Días de calma y de sosiego precedieron a la vuelta a la urbe, a la ciudad, al avispero de motos y coches y a los kilómetros de cables que se enredan en manojos inexplicables por encima de las cabezas de los peatones ajetreados. Los mil y un quehaceres de los humanos que se superponen a todo al mismo tiempo en la lógica de las ciudades asiáticas, la vida que deja el ámbito privado y que toma la calle por la fuerza pero sin violencia para representar el gran teatro del mundo a cada metro de calzada, a cada esquina. Un torrente de estímulos que desborda o que debería desbordarme pero que ya no es así. Y éste “estar de vuelta de todo esto” lejos de agradarme me inquieta.

Llegamos a Hanoi, capital de Vietnam y una de las grandes damas de oriente, procedentes de la isla de Cat Ba. Y después de una de esas delirantes secuencias viajeras de bus-barco-minivan-bus-taxi en apenas 4 horas llegué sin problema alguno al hostel de Hanoi. Y lo que vi por el rabillo del ojo en el camino me gustó y me sorprendió: tiendas elegantes, bares con alma, arquitecturas que tenían algo que contar.

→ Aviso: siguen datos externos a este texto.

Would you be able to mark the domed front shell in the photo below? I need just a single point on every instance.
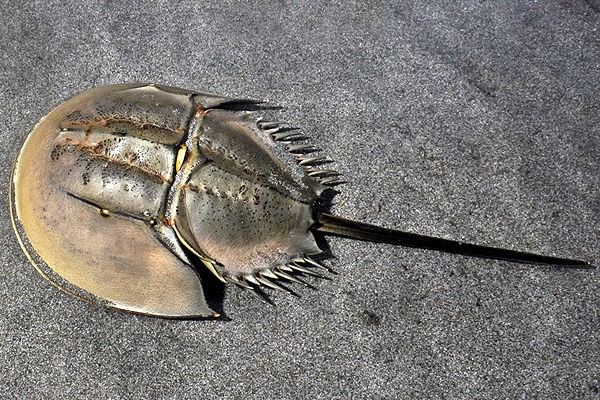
(114, 188)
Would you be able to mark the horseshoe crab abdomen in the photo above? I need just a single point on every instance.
(113, 187)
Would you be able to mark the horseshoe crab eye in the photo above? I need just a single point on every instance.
(182, 180)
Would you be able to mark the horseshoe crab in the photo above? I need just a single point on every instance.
(119, 195)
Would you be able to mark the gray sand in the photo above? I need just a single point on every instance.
(477, 122)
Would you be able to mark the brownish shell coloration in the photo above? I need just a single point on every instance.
(120, 193)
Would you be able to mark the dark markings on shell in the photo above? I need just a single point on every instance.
(120, 194)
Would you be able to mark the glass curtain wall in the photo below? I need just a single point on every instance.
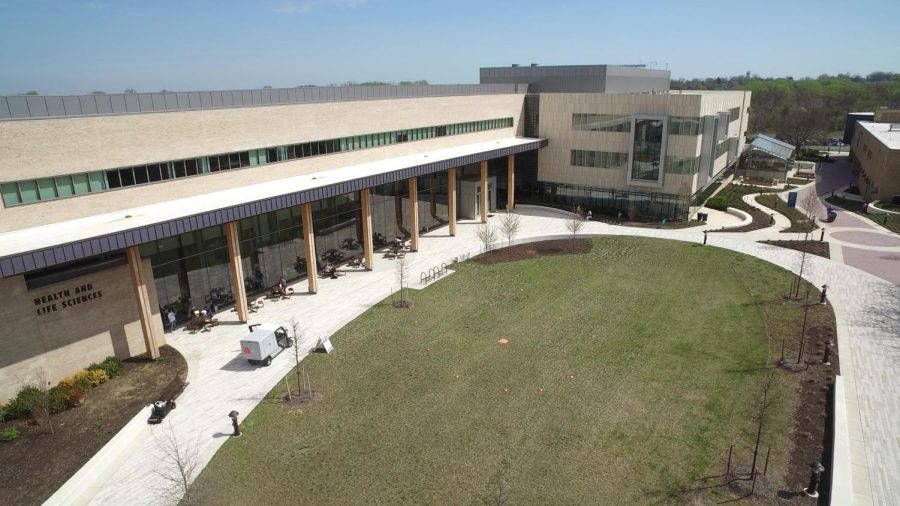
(190, 271)
(609, 201)
(647, 150)
(432, 201)
(390, 212)
(272, 246)
(337, 222)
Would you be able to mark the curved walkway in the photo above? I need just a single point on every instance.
(867, 310)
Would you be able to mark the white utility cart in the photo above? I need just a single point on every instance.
(264, 343)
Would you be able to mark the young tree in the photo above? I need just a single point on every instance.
(181, 465)
(510, 224)
(487, 234)
(760, 416)
(574, 225)
(295, 335)
(41, 411)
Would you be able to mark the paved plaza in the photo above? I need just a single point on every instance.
(867, 310)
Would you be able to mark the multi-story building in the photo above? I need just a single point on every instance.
(875, 156)
(620, 141)
(118, 209)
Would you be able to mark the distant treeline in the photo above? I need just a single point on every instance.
(805, 110)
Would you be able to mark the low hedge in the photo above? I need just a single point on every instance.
(68, 392)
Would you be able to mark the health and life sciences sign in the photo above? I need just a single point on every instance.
(66, 298)
(792, 199)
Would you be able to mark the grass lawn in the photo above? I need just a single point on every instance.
(628, 373)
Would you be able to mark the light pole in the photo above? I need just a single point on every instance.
(813, 489)
(237, 430)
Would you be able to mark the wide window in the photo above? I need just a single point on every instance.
(647, 148)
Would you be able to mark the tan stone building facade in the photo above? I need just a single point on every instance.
(875, 155)
(121, 210)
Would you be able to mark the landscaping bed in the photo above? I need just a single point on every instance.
(36, 463)
(620, 374)
(800, 223)
(732, 196)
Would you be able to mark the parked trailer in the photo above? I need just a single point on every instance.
(264, 343)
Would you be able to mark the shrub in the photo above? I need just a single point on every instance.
(27, 399)
(76, 396)
(9, 433)
(111, 365)
(98, 376)
(83, 380)
(66, 384)
(718, 203)
(58, 399)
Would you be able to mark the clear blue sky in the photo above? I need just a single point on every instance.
(61, 47)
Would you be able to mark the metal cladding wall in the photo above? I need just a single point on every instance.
(34, 106)
(39, 259)
(580, 78)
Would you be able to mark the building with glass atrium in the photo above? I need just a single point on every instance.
(118, 209)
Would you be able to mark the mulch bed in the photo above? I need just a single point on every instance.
(812, 419)
(814, 415)
(37, 463)
(640, 222)
(536, 249)
(813, 247)
(760, 220)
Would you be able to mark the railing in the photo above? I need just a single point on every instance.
(432, 274)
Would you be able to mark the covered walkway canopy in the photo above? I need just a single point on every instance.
(39, 247)
(773, 147)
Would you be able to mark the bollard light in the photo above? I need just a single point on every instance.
(237, 430)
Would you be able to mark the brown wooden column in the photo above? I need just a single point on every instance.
(451, 200)
(142, 297)
(484, 195)
(366, 205)
(414, 213)
(237, 271)
(309, 240)
(510, 183)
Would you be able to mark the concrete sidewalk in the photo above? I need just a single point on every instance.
(867, 308)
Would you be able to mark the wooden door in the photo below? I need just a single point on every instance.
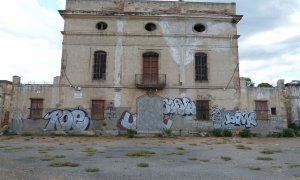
(150, 68)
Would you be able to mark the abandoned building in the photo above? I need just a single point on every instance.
(148, 66)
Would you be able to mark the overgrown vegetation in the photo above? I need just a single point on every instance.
(62, 164)
(264, 158)
(245, 133)
(226, 158)
(131, 133)
(91, 169)
(140, 154)
(142, 164)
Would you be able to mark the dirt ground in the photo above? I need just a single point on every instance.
(29, 157)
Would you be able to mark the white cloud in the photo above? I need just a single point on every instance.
(30, 41)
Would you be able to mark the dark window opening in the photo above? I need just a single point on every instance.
(150, 27)
(99, 65)
(101, 26)
(200, 67)
(199, 27)
(273, 111)
(97, 109)
(202, 110)
(36, 108)
(261, 109)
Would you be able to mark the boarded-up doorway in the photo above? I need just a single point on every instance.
(150, 114)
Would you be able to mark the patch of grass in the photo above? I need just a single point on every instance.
(89, 151)
(140, 154)
(269, 151)
(91, 169)
(255, 168)
(63, 164)
(143, 164)
(294, 165)
(226, 158)
(180, 148)
(264, 158)
(50, 158)
(46, 149)
(241, 146)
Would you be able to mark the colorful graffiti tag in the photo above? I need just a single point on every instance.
(216, 117)
(127, 121)
(237, 118)
(67, 119)
(179, 106)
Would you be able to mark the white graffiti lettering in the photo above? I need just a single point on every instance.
(216, 117)
(77, 120)
(237, 118)
(179, 106)
(127, 121)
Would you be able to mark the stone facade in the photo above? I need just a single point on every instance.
(111, 47)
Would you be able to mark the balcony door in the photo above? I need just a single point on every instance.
(150, 68)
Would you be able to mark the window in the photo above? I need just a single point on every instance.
(97, 109)
(202, 108)
(36, 108)
(99, 65)
(261, 109)
(150, 27)
(101, 26)
(273, 111)
(199, 27)
(201, 67)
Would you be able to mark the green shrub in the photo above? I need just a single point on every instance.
(245, 133)
(217, 132)
(131, 133)
(288, 132)
(227, 133)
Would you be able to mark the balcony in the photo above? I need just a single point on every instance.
(150, 81)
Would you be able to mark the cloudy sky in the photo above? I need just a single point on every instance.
(269, 46)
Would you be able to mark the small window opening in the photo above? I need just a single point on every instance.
(273, 111)
(101, 26)
(150, 27)
(199, 27)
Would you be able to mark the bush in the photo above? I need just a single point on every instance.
(288, 132)
(131, 133)
(227, 133)
(217, 132)
(245, 133)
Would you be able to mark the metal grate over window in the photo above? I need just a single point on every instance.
(97, 109)
(202, 107)
(201, 67)
(99, 65)
(36, 108)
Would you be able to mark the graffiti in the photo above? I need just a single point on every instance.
(167, 122)
(111, 111)
(240, 119)
(179, 106)
(66, 119)
(17, 121)
(216, 117)
(127, 121)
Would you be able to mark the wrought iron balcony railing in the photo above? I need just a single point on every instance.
(150, 81)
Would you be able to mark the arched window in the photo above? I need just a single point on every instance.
(201, 67)
(99, 65)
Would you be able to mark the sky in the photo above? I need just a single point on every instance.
(269, 46)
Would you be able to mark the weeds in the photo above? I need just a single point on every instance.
(143, 164)
(140, 154)
(226, 158)
(264, 158)
(91, 169)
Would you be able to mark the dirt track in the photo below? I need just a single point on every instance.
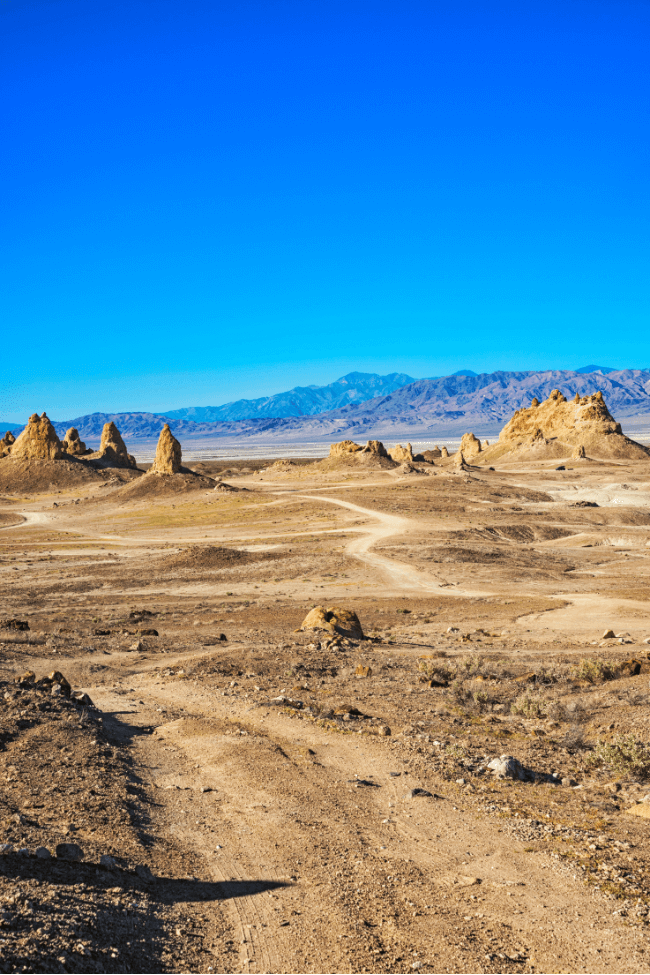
(322, 859)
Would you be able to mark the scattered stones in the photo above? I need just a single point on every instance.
(69, 851)
(507, 767)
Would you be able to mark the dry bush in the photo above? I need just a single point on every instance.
(625, 754)
(594, 671)
(530, 705)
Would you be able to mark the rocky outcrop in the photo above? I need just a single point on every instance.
(349, 453)
(470, 446)
(334, 620)
(558, 427)
(168, 454)
(38, 441)
(112, 449)
(7, 443)
(428, 456)
(402, 455)
(74, 445)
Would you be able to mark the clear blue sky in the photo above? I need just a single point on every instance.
(204, 200)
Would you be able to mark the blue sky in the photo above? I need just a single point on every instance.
(209, 200)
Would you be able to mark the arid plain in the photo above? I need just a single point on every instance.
(278, 799)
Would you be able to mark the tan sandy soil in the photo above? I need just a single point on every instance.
(266, 779)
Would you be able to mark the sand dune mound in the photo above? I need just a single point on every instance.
(347, 453)
(213, 557)
(112, 450)
(559, 428)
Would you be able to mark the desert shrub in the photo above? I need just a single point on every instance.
(594, 671)
(530, 705)
(437, 668)
(625, 754)
(471, 665)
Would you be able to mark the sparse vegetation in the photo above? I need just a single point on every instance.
(594, 671)
(626, 754)
(530, 705)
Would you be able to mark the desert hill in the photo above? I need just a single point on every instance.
(559, 428)
(447, 406)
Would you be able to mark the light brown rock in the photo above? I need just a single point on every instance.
(470, 446)
(7, 443)
(334, 620)
(73, 444)
(168, 454)
(38, 441)
(558, 427)
(112, 449)
(402, 455)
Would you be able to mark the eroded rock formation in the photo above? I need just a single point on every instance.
(112, 449)
(402, 455)
(73, 444)
(334, 620)
(558, 427)
(38, 441)
(168, 454)
(7, 443)
(470, 446)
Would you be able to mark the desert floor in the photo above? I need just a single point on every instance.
(269, 780)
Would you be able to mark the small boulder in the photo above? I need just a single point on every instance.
(507, 767)
(335, 620)
(69, 851)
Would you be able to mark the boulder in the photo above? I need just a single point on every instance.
(561, 428)
(470, 446)
(334, 620)
(112, 449)
(427, 456)
(402, 455)
(38, 441)
(168, 454)
(7, 443)
(73, 444)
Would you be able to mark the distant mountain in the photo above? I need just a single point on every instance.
(589, 369)
(356, 387)
(422, 409)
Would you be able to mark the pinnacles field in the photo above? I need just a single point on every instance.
(385, 711)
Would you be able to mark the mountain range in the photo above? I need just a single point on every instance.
(418, 409)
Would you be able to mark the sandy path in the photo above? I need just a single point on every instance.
(400, 575)
(311, 857)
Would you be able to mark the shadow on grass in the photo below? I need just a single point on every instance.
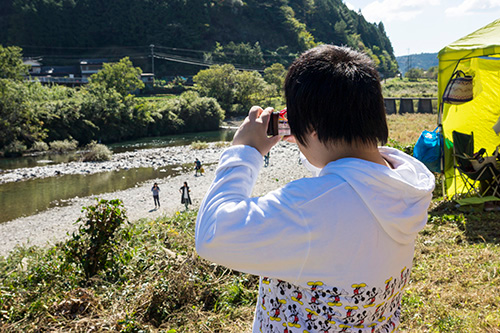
(478, 225)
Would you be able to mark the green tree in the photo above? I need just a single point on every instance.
(11, 63)
(236, 91)
(18, 119)
(415, 73)
(218, 81)
(121, 76)
(275, 75)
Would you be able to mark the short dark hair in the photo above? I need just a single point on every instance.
(336, 92)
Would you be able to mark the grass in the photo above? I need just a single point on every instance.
(405, 88)
(158, 283)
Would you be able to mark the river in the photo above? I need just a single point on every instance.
(28, 197)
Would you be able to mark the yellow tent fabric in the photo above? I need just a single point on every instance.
(477, 54)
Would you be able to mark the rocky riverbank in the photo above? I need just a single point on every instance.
(156, 158)
(54, 224)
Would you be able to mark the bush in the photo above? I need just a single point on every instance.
(198, 145)
(15, 148)
(39, 146)
(97, 152)
(92, 246)
(63, 145)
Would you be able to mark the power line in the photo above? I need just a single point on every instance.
(197, 62)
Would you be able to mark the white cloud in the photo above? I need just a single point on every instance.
(471, 7)
(396, 10)
(350, 6)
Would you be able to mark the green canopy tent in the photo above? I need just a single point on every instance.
(477, 54)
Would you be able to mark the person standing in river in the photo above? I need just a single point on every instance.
(197, 167)
(185, 198)
(156, 195)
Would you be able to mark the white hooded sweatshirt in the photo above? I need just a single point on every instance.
(333, 252)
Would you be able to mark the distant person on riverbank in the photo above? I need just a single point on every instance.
(333, 251)
(156, 194)
(198, 168)
(185, 197)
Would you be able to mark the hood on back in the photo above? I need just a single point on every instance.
(398, 198)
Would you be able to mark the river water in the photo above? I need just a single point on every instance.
(32, 196)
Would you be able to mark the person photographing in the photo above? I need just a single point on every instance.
(333, 251)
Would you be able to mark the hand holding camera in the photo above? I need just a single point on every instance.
(253, 131)
(278, 124)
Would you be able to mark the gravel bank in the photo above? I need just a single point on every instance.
(54, 224)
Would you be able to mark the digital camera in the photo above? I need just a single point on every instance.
(278, 124)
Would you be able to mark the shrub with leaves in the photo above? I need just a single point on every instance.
(97, 152)
(93, 245)
(198, 145)
(39, 146)
(15, 148)
(63, 145)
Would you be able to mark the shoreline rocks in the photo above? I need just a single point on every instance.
(53, 225)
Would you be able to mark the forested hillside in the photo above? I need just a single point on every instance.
(252, 33)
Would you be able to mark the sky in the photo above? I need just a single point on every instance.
(426, 26)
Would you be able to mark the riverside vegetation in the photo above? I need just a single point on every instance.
(151, 278)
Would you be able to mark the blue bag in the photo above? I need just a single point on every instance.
(428, 149)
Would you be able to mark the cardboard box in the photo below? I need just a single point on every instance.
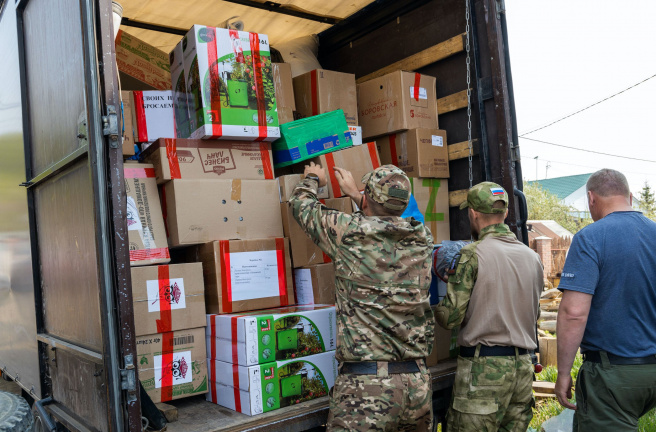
(304, 251)
(360, 160)
(315, 284)
(141, 66)
(309, 137)
(418, 152)
(445, 345)
(245, 275)
(180, 95)
(209, 159)
(235, 97)
(288, 182)
(321, 91)
(356, 134)
(128, 125)
(199, 211)
(432, 196)
(153, 115)
(282, 79)
(257, 389)
(395, 102)
(275, 334)
(173, 365)
(167, 298)
(146, 232)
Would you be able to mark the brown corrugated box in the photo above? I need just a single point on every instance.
(304, 251)
(418, 152)
(168, 297)
(360, 160)
(141, 66)
(284, 87)
(209, 159)
(390, 104)
(321, 91)
(287, 183)
(199, 211)
(177, 357)
(432, 196)
(128, 126)
(146, 232)
(315, 284)
(253, 270)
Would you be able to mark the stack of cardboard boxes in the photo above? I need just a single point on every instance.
(226, 154)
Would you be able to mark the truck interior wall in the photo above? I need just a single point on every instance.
(403, 36)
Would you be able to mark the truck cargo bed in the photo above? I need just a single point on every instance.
(198, 415)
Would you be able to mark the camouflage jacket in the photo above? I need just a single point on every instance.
(382, 277)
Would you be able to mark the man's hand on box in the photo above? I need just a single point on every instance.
(318, 171)
(347, 183)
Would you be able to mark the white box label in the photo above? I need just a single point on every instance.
(254, 275)
(423, 94)
(304, 292)
(171, 292)
(179, 369)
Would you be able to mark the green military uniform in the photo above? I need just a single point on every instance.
(492, 392)
(382, 270)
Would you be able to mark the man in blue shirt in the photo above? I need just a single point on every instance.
(609, 310)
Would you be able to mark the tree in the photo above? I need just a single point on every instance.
(543, 205)
(648, 202)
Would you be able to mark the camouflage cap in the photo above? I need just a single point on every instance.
(389, 186)
(483, 196)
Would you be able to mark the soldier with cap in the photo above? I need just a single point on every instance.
(494, 295)
(385, 326)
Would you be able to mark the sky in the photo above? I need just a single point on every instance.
(568, 54)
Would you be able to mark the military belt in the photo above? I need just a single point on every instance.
(595, 357)
(492, 351)
(371, 368)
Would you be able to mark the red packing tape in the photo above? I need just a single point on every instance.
(172, 155)
(282, 272)
(211, 360)
(140, 113)
(394, 154)
(373, 155)
(226, 289)
(313, 92)
(258, 65)
(215, 84)
(167, 367)
(138, 172)
(265, 153)
(330, 171)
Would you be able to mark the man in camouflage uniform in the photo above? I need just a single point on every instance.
(494, 295)
(385, 326)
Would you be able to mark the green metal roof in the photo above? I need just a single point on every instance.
(563, 187)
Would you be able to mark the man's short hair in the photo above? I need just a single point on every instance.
(607, 182)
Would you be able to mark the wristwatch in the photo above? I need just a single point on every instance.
(313, 176)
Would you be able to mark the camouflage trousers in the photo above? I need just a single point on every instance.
(492, 394)
(382, 402)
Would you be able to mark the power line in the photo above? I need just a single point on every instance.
(588, 107)
(589, 151)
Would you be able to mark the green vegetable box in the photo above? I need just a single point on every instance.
(228, 79)
(312, 136)
(261, 388)
(276, 334)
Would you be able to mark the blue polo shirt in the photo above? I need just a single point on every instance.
(614, 259)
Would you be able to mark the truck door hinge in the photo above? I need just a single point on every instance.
(110, 126)
(129, 378)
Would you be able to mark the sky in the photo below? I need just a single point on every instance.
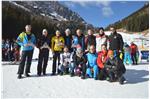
(103, 13)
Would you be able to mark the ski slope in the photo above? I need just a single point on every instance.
(73, 87)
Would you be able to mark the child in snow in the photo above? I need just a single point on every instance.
(79, 63)
(115, 68)
(102, 56)
(134, 50)
(65, 59)
(92, 70)
(127, 54)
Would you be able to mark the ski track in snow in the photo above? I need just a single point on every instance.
(66, 86)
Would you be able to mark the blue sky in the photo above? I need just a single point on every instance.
(103, 13)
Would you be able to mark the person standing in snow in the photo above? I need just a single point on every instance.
(79, 39)
(115, 42)
(92, 63)
(101, 38)
(90, 39)
(134, 50)
(127, 54)
(115, 68)
(68, 39)
(101, 59)
(44, 47)
(57, 45)
(65, 61)
(27, 41)
(79, 63)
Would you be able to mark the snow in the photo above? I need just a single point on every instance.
(67, 87)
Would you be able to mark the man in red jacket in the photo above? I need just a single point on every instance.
(134, 50)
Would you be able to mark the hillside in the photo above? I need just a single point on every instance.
(136, 22)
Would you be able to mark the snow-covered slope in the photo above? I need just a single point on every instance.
(66, 86)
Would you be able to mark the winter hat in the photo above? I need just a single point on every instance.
(79, 51)
(110, 52)
(68, 30)
(44, 30)
(104, 52)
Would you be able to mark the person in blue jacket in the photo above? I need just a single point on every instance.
(92, 67)
(27, 41)
(78, 39)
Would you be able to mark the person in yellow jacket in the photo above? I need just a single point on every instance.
(57, 45)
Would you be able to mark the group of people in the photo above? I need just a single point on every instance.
(10, 50)
(88, 56)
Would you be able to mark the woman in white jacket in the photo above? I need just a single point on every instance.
(101, 39)
(65, 61)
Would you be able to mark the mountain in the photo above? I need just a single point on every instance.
(40, 14)
(136, 22)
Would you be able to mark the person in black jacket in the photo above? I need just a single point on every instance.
(44, 46)
(115, 42)
(68, 39)
(90, 39)
(115, 68)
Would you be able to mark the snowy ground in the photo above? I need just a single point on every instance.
(66, 86)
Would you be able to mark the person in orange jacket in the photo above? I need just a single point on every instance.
(102, 57)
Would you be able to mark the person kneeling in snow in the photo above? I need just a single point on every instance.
(115, 68)
(79, 63)
(92, 63)
(65, 59)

Algo había en el ambiente que hacía intuir que efectivamente Hanoi no era Saigón. Pero yo andaba en otra parte.

Había llegado al norte con el alma a rastras tras 5 intensos meses de viaje y el cansancio de Hoi An y las ansias de calma y sosiego de Cat Ba sólo querían decir que me aproximaba peligrosamente a una frontera. Ese “estar de vuelta” me inquietaba porque me acercaba peligrosamente al estado de indiferencia, y la indiferencia es por definición, la peor enemiga del viajero. Quise sobreponerme, dejé los bultos y me eché a la calle, directo a los grandes monumentos. Y llegué hasta el Templo de la Literatura, cansado, aburrido e indiferente. Y para colmo estaba hasta los topes de turistas y tampoco era nada del otro mundo. Y agotado me refugié en un rincón callado y me senté a leer un rato. El destino quiso que el David del Delta del Mekong y de Da Lat me reencontrara. Definitivamente un buen tipo y una lástima que nuestros planes de viaje no hubieran coincidido más para total, acabar coincidiendo aquí.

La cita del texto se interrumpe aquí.